Tests showed experienced admins wanted to pick an existing site, so Location became “pick or add,” with clear guardrails
In the sessions, multi-site admins expected to select an existing location instead of re-entering it from scratch, while new admins were fine adding a first site. I reworked Location into a simple choice: use an existing site (when one exists) or add a new one. I added a clear address confirmation, a safe delete with confirmation, and a plain empty state that explains what the step is for.

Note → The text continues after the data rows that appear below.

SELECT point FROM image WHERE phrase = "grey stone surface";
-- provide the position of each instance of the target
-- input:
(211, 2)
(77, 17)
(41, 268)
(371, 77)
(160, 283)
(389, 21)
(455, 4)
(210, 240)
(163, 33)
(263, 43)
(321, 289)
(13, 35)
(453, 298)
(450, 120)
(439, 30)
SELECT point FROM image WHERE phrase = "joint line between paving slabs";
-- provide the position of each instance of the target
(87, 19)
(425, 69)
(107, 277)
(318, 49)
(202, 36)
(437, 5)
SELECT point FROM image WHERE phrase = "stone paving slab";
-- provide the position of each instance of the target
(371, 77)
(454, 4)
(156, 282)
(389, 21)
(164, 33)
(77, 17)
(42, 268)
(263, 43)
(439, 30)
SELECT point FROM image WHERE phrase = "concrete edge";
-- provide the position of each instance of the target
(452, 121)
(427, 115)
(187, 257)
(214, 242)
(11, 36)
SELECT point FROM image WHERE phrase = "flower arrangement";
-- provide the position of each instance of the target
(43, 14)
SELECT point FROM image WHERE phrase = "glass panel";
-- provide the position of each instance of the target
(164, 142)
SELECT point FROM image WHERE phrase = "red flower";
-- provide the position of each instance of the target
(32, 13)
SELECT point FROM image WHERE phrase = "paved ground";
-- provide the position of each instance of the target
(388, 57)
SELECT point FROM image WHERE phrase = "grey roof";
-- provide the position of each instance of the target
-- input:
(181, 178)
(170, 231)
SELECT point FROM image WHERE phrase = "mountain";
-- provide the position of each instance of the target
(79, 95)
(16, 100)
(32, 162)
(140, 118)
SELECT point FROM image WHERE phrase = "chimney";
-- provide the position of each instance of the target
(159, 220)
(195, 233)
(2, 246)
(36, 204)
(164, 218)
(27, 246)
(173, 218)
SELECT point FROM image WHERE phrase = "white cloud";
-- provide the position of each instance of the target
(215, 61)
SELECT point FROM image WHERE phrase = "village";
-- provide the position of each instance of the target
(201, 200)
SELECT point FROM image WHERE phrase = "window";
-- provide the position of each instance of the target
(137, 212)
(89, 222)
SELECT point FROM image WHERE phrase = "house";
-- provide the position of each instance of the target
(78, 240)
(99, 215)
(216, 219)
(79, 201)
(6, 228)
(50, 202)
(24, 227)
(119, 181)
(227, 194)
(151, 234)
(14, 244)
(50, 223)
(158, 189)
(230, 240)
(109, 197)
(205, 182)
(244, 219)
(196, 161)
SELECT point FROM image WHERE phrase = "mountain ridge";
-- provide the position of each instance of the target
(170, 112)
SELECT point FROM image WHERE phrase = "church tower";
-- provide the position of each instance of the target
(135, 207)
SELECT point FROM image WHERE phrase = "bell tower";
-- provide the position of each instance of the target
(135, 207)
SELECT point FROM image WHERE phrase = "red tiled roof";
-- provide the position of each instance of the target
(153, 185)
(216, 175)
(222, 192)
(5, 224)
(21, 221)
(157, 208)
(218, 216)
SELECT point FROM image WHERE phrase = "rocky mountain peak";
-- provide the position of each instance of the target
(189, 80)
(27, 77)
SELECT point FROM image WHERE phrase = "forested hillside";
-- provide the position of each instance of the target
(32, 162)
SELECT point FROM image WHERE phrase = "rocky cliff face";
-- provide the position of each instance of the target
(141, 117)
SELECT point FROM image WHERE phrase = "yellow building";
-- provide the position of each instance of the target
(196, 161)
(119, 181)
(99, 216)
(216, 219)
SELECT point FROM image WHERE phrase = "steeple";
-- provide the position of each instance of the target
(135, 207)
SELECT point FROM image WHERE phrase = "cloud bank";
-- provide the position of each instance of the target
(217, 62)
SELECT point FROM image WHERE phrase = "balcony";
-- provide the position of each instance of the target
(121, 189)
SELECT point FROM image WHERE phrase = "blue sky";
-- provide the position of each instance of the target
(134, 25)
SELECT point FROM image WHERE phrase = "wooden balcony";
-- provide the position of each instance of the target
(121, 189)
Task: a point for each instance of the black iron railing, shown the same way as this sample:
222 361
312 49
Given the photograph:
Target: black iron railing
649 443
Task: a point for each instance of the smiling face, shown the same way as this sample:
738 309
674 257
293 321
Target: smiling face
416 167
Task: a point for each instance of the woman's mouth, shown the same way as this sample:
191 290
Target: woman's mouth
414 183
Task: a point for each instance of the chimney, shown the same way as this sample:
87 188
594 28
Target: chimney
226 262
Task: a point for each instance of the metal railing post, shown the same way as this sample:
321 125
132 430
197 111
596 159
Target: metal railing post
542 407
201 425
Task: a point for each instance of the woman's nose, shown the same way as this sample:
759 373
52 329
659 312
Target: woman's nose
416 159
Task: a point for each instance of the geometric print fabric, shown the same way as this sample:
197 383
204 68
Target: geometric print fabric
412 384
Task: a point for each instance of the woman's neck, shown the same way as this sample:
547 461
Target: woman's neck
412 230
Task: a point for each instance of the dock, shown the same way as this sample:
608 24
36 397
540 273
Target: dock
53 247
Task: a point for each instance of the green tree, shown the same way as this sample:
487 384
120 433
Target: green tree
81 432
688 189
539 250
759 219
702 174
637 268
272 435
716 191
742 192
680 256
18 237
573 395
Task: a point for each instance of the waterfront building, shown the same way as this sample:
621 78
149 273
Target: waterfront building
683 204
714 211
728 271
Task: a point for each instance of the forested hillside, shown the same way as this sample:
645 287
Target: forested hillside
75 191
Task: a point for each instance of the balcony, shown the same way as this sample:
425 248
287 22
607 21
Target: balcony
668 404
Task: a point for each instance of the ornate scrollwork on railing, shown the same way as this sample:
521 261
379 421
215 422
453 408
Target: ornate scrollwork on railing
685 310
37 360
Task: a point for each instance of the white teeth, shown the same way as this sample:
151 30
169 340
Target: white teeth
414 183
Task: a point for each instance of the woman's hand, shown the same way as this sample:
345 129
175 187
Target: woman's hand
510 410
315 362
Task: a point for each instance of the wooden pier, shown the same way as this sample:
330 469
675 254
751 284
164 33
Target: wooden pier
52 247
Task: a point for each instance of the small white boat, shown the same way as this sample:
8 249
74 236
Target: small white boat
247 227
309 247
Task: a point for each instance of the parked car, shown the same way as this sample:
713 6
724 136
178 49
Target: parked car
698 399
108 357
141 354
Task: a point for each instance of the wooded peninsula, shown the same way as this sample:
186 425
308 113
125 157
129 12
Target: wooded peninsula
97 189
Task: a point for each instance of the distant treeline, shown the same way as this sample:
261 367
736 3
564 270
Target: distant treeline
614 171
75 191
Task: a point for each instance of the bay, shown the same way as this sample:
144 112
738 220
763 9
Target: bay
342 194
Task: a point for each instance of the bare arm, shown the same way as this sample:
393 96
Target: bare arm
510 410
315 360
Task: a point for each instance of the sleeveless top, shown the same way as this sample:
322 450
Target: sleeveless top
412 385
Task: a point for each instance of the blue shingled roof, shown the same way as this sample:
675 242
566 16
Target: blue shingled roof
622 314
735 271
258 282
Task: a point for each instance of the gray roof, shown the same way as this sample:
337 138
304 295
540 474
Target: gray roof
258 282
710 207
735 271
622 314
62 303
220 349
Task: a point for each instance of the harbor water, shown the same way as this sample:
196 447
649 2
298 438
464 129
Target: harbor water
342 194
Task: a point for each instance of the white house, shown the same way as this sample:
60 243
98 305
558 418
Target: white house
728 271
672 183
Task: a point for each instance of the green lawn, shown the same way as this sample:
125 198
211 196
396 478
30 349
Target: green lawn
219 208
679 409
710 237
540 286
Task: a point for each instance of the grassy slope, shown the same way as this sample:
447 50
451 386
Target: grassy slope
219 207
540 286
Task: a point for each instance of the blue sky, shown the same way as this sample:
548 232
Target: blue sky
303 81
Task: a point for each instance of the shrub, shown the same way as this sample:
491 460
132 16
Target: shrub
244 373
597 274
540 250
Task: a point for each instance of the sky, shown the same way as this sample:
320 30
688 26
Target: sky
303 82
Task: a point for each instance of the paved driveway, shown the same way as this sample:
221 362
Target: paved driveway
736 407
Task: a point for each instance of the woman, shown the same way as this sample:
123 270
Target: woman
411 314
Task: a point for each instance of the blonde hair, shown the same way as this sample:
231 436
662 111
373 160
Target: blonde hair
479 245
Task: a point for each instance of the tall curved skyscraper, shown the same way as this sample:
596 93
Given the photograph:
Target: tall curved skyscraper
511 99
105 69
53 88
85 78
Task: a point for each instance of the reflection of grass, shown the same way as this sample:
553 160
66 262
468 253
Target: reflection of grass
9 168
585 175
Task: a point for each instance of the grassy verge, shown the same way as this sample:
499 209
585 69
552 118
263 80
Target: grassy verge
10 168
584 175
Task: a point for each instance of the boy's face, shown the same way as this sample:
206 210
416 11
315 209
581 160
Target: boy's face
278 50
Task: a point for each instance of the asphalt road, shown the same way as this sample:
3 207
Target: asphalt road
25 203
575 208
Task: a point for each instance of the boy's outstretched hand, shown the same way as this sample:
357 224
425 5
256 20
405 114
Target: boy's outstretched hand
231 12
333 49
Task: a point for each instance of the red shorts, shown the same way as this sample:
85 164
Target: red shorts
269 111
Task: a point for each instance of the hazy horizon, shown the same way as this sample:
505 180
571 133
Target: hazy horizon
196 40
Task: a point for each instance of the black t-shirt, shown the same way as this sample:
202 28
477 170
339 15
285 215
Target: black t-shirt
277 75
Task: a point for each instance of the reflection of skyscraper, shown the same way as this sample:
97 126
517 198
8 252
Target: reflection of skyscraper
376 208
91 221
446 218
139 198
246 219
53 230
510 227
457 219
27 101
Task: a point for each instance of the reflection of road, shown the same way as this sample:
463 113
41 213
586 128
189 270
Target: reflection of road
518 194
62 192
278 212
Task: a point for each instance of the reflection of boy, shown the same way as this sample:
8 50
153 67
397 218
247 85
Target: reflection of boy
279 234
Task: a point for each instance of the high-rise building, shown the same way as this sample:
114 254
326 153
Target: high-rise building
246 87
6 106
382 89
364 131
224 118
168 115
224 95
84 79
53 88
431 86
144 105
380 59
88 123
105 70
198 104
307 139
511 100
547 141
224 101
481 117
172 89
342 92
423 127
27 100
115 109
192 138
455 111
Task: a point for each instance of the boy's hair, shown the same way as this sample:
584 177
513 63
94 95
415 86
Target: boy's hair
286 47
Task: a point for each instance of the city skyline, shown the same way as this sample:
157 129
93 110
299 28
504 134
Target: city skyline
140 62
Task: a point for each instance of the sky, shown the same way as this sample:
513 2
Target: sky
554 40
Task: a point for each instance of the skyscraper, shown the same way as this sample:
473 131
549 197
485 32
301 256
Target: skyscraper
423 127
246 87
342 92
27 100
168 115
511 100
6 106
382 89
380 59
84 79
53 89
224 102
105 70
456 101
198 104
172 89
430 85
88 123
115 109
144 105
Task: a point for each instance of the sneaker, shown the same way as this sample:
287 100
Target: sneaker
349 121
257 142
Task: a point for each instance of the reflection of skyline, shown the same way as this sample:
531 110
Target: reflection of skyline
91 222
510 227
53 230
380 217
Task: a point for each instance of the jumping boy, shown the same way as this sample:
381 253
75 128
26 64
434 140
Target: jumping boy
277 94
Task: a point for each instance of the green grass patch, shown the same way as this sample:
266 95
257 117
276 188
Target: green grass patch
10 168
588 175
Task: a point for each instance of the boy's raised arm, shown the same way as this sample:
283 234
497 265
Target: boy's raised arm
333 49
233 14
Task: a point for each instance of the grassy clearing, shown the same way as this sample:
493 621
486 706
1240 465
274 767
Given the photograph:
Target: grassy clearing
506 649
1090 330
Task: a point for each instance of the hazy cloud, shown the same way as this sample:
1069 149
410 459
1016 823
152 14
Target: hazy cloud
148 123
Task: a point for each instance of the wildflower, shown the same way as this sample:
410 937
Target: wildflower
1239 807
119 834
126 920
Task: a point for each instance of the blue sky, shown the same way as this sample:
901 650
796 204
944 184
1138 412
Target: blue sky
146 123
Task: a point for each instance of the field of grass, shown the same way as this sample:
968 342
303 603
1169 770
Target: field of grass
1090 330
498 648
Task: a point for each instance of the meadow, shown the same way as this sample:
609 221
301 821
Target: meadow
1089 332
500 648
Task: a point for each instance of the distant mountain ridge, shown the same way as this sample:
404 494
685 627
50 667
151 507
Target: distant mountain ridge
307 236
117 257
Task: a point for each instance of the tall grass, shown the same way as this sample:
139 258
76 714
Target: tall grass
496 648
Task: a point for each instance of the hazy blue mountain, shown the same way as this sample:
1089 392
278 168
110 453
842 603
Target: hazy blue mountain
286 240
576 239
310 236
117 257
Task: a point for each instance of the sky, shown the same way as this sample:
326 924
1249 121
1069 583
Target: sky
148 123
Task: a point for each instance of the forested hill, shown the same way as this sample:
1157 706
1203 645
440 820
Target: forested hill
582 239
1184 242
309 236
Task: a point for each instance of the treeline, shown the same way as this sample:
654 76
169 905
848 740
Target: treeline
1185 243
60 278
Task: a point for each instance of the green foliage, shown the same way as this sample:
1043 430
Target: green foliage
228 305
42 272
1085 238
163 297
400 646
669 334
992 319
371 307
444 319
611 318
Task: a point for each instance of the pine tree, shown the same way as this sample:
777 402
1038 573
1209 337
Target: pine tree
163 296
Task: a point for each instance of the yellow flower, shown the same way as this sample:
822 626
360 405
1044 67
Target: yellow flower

37% dropped at Step 3, so I made it one guided workspace with clear path choices
In the redesigned step, I strategically collapsed multi-screen flow into a single, well-structured screen. By removing unnecessary segmentation and combining related inputs, users now complete this task in one cohesive action. Clear grouping, icon-guided inputs, and dual options (Scan or Manual) reduce friction and make even first-time configuration feel intuitive.
This approach also improves technical accuracy by guiding admins toward correct input formats.
I Turned a Static Charging Card List into a Visual System that Mirrors Real Cards
I reimagined this step by grounding the digital experience in something admins already know and trust: the physical charging card. By mimicking the actual card’s look, color, and structure, I bridged the physical-digital gap, making the system feel more intuitive, reliable, and self-explanatory.
No more guessing which card is which. Now, every card looks like a card.
I Redefined a Bare Waiting Screen into a Clear System Check with Progress, Success, and Error States
I redesigned the final stage to feel like a security check-in, something meaningful, visible, and trustworthy. By introducing a step-by-step visual tracker with real-time feedback, admins can now see what’s happening, understand outcomes instantly, and act accordingly in case of errors.
Three distinct states—progressing, success, and error—help users stay oriented and calm. The design uses metaphor (shield icons), clarity (color-coded steps), and actionable fallback (support email) to drive reliability and confidence at the final step of onboarding.